Profiles of Bombay’s rush and repose
A city can dwarf anybody. With its sheer size, its dizzying heights and its many people, it can reduce anybody to nobody. For Arzee the Dwarf, life begins at a natural low. Chandrahas Choudhury’s debut novel captures two weeks in the life of a very short man. Two short weeks that span a long journey from hope to disappointment and back.
But it’s not just the story of Arzee. It’s also the story of the city, its people, its little landmarks and its in-house ghosts—Ranade, the stockbroker, who was “someone so in love with this world that even death could not tear him away from the established routine and unfinished business of living” and who even sent off a person “with advice to hold on to Larsen & Toubro and sell India Cements”.

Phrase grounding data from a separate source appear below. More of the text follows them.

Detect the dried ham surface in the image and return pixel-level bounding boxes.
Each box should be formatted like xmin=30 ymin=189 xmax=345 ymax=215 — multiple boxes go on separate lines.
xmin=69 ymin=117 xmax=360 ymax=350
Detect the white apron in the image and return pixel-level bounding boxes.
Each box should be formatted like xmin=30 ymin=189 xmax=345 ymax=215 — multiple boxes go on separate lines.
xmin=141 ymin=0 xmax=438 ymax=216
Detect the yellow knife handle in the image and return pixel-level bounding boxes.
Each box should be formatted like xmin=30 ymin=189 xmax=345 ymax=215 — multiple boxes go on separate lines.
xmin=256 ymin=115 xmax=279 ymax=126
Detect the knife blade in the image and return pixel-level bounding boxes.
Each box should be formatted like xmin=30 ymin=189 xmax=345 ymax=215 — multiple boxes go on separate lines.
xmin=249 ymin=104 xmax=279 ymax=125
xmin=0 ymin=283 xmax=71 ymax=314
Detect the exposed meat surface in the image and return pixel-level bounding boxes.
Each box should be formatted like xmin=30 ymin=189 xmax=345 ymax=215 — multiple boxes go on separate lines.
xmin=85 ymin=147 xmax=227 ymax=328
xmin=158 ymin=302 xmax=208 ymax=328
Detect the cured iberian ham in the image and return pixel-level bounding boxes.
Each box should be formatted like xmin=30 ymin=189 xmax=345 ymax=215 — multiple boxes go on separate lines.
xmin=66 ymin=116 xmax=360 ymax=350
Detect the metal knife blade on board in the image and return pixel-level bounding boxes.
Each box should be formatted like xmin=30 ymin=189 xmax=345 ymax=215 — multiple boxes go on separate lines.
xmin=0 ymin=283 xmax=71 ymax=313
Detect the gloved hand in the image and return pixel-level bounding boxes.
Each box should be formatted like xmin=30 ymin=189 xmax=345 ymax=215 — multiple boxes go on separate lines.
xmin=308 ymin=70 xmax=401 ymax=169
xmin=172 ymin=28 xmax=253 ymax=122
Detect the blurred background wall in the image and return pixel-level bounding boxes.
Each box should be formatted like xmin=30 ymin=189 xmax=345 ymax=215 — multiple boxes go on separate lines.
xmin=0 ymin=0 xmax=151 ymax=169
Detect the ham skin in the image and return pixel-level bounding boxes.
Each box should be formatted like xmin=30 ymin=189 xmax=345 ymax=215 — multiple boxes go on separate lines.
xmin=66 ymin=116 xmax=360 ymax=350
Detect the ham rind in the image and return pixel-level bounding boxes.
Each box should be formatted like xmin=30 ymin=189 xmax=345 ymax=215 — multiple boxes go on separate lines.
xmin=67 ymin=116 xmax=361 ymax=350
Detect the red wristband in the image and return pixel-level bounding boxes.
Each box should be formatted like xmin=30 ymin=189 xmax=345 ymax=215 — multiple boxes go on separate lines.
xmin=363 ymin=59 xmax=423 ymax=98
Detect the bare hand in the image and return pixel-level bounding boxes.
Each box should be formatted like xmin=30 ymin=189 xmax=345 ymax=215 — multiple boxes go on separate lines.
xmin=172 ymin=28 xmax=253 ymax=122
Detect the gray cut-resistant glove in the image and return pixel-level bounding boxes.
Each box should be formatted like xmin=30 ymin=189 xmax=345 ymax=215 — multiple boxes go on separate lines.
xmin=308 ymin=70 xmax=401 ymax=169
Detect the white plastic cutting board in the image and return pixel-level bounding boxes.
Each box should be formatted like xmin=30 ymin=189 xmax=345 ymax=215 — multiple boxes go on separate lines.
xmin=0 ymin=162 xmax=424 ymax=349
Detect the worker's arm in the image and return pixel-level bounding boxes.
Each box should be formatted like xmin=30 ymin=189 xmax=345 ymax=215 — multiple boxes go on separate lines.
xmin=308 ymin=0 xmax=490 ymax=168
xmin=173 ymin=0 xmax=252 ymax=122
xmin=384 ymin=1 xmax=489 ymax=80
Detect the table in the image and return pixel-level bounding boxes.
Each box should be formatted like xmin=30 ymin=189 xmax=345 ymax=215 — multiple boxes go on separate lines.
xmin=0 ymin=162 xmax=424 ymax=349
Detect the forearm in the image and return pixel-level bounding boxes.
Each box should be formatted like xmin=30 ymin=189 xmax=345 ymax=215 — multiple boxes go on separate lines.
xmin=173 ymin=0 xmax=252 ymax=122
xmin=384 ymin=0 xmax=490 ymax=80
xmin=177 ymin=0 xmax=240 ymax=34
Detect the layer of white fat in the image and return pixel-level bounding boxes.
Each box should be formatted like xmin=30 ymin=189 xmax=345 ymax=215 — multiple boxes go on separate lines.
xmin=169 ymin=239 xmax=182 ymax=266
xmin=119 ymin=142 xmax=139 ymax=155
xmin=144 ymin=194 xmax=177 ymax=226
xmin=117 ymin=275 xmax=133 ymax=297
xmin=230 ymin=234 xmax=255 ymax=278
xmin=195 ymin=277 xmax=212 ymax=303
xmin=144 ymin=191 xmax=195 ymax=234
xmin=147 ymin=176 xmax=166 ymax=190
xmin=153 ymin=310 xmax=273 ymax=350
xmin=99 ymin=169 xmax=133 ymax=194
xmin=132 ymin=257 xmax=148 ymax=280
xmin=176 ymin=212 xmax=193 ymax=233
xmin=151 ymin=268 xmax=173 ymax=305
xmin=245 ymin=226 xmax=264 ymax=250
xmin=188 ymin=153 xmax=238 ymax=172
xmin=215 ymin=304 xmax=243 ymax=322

Among the living, there is Dashrath Tiwari, the migrant taxi driver in Mumbai from Uttar Pradesh, with whom Arzee shares chai and conversation and “who spoke as some people orated”, with his “rich, measured, and lilting speech, the polished pebbles of his syllables” rolling off his tongue.
The constant backdrop to these stories is Noor, the old cinema house where Arzee works, “so old and decrepit now that most of the light had gone out of its name, its power”. The Noor is Arzee’s workplace and his sanctuary, a place where “Arzee always felt secure and well-defended”. It’s also where the head projectionist Phiroz K. Pir had worked for thirty years before deciding to retire. His retirement is a source of hope and happiness to Arzee, who finally finds himself close to a promotion he has yearned for. But Arzee’s story is also of best laid plans coming to nothing as he hears of the Noor’s impending shutdown, its slow end hurried by the rush of multiplexes. As he says, “I set up my own fall by imagining it a victory!”